Growing up in the late ’60s with the backdrop of the evolving Civil Rights Movement, the Vietnam War, and growing class disparities, young adolescents found an outlet for these anxieties through their artistic expression all across the city that in part raised them. Their art, often ridiculed and policed, showed the tensions between the youths’ yearning for creative freedom, against the lack of resources and encouragement allowed to them.
COCO144, emboldened by his peers, was one of the first to use stencils to sign his work. Rather than shy away from an activity considered highly illicit at the time, the artist stamped his name alongside the art. Whilst living within a system that sought to push out the marginalized, COCO began to write his name and claim ownership of the art. In an environment that was attempting to erase one’s existence, to do so was an inherently political act.

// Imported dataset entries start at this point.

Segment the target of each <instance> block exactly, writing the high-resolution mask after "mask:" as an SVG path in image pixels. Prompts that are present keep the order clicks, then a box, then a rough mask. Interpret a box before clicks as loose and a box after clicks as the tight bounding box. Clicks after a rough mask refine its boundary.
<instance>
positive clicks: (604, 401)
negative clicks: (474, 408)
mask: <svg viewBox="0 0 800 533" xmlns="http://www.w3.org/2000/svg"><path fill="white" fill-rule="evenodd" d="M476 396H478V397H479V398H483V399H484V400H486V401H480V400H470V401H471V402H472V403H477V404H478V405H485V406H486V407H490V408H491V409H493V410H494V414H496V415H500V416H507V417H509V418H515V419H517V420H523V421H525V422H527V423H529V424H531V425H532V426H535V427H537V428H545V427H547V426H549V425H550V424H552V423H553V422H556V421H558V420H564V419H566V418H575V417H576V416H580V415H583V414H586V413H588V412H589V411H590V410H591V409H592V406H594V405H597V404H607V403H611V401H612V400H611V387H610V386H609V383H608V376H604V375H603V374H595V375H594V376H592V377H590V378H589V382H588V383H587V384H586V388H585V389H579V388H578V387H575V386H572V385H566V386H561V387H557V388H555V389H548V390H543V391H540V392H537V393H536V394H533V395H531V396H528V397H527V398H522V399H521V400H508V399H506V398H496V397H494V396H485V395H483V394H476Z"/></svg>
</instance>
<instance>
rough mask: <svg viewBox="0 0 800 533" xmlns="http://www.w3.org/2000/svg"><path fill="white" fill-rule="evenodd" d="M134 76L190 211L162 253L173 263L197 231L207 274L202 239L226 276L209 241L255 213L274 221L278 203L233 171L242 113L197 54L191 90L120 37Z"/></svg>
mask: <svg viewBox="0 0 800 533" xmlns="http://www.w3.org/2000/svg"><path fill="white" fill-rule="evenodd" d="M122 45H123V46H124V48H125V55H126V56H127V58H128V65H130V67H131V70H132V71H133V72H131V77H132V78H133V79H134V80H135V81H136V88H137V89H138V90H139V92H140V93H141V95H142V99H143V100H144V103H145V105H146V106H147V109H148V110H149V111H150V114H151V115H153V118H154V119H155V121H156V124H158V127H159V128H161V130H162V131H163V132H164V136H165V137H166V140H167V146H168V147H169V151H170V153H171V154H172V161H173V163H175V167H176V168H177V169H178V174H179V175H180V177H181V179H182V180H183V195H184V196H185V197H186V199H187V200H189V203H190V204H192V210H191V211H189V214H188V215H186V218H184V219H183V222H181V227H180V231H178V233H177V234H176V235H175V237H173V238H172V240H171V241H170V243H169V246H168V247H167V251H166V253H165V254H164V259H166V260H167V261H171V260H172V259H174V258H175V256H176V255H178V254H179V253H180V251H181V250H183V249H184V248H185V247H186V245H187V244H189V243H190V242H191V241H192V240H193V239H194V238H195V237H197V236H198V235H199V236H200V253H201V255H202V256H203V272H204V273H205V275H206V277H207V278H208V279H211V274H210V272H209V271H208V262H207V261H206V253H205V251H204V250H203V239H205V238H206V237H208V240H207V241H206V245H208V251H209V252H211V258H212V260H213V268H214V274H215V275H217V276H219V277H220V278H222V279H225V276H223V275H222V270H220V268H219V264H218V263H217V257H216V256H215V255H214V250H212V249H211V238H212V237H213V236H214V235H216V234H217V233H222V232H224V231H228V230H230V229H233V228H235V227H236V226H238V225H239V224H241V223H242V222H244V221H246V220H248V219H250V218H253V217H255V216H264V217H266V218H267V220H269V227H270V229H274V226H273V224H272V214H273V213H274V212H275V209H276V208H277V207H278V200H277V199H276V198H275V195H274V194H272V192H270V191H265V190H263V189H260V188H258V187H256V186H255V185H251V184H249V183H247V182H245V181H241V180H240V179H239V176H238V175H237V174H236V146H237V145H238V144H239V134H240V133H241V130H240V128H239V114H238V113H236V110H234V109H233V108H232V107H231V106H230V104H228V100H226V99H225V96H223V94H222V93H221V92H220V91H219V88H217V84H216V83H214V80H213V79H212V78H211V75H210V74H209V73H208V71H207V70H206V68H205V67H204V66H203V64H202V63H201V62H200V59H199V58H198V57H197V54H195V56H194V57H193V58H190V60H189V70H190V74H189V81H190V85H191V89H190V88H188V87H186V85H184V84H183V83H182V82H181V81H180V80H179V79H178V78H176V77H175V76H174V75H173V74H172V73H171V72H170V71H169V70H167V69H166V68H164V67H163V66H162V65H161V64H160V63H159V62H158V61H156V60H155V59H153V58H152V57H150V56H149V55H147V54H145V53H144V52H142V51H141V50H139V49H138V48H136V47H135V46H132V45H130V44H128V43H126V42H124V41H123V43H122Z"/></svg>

In 1972, COCO made the decision to legitimize the urban style of art. He helped found United Graffiti Artists (UGA), which attempted to transfer ‘writers’ from subways to art galleries. The group had much success, as various artists were featured in exhibits across the country throughout the ’70s. His work helped establish urban art and elevated it as a global cultural phenomenon. Working alongside PHASE 2 and other ‘wildstyle’ artists, COCO continued painting and stenciling, spreading the written messages to communities who could relate to the experiences and emotions evoked by the works.
Since then, the art form has become an intrinsic part of New York City, as well as many other metropolitan areas. COCO’s work, in particular, has taught future generations of artists and creators the importance of the individual. This art movement was built by people who believed that their voices deserved to be heard, that their names deserved to be seen.